Кася Поросенкова, она же Катя Федосеева (ибо это, как вы несомненно догадались, была она) в свои сорок с небольшим, конечно, была совсем еще не старухой, но выглядела значительно старше. Возраста ей прибавляла еще и манера одеваться, а точнее – полное отсутствие какой бы то ни было манеры. Она, похоже, надевала на себя что попало, что под руку попадется. Вот и сейчас: на голове какая-то бесформенная панама, на ногах стоптанные тапочки, на плечах грязноватая вязаная кофта. Совсем перестала следить за собой бывшая красавица Кася. Видно, не считала нужным, да и стимула не было никакого. Теперь она, с горькой усмешкой глядя на себя в зеркало, вспоминала, как тщательно заботилась о своей внешности, когда только приехала. Смешно, конечно, как в Юрмале тогда покупала гель для душа.

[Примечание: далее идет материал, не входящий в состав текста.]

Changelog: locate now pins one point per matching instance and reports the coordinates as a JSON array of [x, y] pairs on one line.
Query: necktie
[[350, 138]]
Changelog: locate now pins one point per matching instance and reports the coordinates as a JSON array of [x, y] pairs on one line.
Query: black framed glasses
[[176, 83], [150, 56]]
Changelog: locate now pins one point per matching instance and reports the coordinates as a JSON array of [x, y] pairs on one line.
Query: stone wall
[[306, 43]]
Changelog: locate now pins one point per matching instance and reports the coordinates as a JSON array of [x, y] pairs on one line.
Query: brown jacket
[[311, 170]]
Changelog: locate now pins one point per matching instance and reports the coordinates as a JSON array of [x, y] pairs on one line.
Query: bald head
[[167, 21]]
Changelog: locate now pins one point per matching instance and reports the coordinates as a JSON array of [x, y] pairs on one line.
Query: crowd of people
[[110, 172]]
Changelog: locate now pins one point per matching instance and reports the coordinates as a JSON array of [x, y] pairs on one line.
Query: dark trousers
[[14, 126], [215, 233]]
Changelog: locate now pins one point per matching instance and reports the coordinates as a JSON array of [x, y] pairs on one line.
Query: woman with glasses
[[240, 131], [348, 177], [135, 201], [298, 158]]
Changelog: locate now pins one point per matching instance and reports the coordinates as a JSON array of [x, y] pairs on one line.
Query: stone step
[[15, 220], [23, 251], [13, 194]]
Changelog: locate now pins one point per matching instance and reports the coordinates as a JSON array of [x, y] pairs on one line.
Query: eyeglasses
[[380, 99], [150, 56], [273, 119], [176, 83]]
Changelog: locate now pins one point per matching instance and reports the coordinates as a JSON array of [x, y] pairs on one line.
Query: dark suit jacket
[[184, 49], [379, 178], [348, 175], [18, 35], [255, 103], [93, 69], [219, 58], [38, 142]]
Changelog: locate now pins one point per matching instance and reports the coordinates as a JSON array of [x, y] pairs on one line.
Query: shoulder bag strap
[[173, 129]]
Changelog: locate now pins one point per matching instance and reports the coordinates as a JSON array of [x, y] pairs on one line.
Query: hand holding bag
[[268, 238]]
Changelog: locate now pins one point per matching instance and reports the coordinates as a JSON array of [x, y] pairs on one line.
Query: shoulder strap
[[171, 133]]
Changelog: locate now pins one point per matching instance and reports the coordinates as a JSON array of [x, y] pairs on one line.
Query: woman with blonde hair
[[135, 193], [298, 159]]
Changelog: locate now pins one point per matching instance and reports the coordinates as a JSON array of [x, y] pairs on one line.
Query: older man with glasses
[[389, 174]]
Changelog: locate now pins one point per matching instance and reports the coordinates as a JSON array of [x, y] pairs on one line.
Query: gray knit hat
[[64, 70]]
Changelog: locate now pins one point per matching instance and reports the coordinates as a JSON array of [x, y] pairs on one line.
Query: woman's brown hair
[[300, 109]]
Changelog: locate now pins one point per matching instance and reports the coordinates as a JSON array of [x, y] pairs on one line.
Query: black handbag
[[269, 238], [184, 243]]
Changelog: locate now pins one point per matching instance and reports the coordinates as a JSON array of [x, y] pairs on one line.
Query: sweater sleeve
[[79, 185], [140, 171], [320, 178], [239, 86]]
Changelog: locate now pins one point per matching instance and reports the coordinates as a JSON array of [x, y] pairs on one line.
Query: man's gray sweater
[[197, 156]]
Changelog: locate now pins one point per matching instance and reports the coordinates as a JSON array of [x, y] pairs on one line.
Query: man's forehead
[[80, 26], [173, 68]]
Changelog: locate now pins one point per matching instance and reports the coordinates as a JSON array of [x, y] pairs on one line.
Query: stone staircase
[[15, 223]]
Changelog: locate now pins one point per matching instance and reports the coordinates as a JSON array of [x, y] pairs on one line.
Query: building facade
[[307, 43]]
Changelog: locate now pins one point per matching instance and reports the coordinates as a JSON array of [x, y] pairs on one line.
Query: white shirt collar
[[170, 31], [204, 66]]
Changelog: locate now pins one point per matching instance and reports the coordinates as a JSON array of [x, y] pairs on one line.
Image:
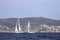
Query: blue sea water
[[29, 36]]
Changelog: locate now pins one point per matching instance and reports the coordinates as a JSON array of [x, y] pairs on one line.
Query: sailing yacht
[[18, 27], [29, 28]]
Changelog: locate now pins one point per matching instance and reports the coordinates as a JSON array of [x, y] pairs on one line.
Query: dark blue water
[[29, 36]]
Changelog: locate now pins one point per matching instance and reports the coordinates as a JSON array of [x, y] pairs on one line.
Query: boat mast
[[18, 27]]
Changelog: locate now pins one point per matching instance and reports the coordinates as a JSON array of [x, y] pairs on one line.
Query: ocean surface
[[29, 36]]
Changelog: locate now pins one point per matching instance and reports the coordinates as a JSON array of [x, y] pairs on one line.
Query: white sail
[[29, 29], [18, 27]]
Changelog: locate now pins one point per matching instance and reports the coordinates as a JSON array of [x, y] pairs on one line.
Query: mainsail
[[18, 27]]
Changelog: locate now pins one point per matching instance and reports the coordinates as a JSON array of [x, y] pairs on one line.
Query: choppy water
[[29, 36]]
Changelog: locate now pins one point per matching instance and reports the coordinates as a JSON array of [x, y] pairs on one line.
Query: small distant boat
[[19, 30]]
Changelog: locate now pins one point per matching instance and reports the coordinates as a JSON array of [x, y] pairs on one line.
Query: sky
[[30, 8]]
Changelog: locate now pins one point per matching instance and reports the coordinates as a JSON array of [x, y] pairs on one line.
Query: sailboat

Устроиться на первое время помог приятель и партнер Ашота Мераб, который привозил в Сызрань продукцию Рижской парфюмерной фабрики «Дзинтарс». Советское время, официальная торговля, но они как-то ухитрялись реализовывать и левый товар, все тот же популярный одеколон «Рижанин» по шесть рублей за флакон. И этот самый Мераб по-дружески помог, причем – без претензий на женскую благодарность со стороны Каси, так как уважал своего друга и партнера Ашота. Она – девушка Ашота. Все, табу, разговор окончен!.. Мераб и квартиру в Юрмале нашел недорогую, и работу подыскал: она ведь там, в Сызрани, была официанткой?.. вот и тут будет ею же, причем в хорошем ресторане и с хорошими чаевыми. Так Кася стала работать в престижном ресторане «Юрас Перле», что в переводе – морская жемчужина. У Мераба были хорошие связи, и место в «Юрас Перле» ей нашли. Потом этот ресторан сгорит или его сожгут конкуренты – до сих пор никто не разобрался, но тогда Кася устроилась очень хорошо и тщательно за собой следила, потому что одной из главных задач своей эмиграции считала брак с латышом. Выйти замуж за латыша и таким образом совсем натурализоваться, получить прописку и осесть тут навсегда. Эта идея у Каси была настолько навязчивой, что стала для нее смыслом жизни. И она старалась изо всех сил быть в полном порядке – быть красивой и желанной для всех встречных мужчин – и в ресторане, и везде.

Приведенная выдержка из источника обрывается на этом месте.